Evangelical Lutheran Church installs first openly transgender bishop

Rev. Megan Rohrer / Facebook

A woman pretending to be a man was installed by the Evangelical Lutheran Church in America as its bishop on Sept. 11 in San Francisco’s Grace Cathedral.

The church is one of the larger Christian denominations in the United States, with about 3.3 million members.

The Rev. Megan Rohrer will oversee nearly 200 congregations in Northern California and northern Nevada, reported NPR.

Rohrer was elected in May to a six-year term as bishop of the Sierra Pacific Synod after the body’s current bishop announced he would retire.

“I step into this role because a diverse community of Lutherans in Northern California and Nevada prayerfully and thoughtfully voted to do a historic thing,” Rohrer said in a statement. “My installation will celebrate all that is possible when we trust God to shepherd us forward.”

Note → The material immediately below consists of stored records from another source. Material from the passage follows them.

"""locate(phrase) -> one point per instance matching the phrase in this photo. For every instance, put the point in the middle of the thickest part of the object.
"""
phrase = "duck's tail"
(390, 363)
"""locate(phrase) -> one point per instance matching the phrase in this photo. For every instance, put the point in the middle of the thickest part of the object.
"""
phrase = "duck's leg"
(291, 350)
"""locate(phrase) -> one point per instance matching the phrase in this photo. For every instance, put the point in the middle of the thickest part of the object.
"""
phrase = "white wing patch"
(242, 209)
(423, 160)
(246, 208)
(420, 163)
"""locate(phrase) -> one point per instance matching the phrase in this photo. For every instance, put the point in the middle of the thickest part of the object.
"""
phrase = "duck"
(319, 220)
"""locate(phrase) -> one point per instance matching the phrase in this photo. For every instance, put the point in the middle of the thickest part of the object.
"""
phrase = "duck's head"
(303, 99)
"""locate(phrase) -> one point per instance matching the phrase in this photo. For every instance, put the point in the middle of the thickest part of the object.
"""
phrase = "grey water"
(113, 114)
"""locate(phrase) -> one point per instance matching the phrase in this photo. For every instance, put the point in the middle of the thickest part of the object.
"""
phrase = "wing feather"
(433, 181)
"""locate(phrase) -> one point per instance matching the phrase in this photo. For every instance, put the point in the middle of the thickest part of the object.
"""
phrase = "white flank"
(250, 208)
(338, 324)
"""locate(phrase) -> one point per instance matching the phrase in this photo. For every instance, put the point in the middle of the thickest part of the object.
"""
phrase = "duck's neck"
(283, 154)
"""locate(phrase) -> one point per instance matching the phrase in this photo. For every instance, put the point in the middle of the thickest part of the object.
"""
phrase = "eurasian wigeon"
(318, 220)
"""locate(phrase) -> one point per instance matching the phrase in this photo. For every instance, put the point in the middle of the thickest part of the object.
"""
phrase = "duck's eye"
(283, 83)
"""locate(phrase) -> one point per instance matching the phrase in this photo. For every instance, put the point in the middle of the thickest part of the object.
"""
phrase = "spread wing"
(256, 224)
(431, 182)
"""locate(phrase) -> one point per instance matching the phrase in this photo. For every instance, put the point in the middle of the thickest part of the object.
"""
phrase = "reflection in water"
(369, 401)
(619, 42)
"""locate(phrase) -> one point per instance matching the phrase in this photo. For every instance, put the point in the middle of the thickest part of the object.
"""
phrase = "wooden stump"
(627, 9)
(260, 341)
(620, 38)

Rohrer, who refers to herself as “they,” previously served as pastor of Grace Lutheran Church in San Francisco. She was also a chaplain coordinator for the city’s police department and helped minister to the city’s homeless and LGTBQ community.

She studied religion at Augustana University in her hometown of Sioux Falls, S.D., before moving to California to pursue master and doctoral degrees at the Pacific School of Religion in Berkeley.

Rohrer is one of seven LGBTQ pastors anointed by the progressive Evangelical Lutheran church in 2010 after it allowed ordination of homosexuals. She is married and has two children.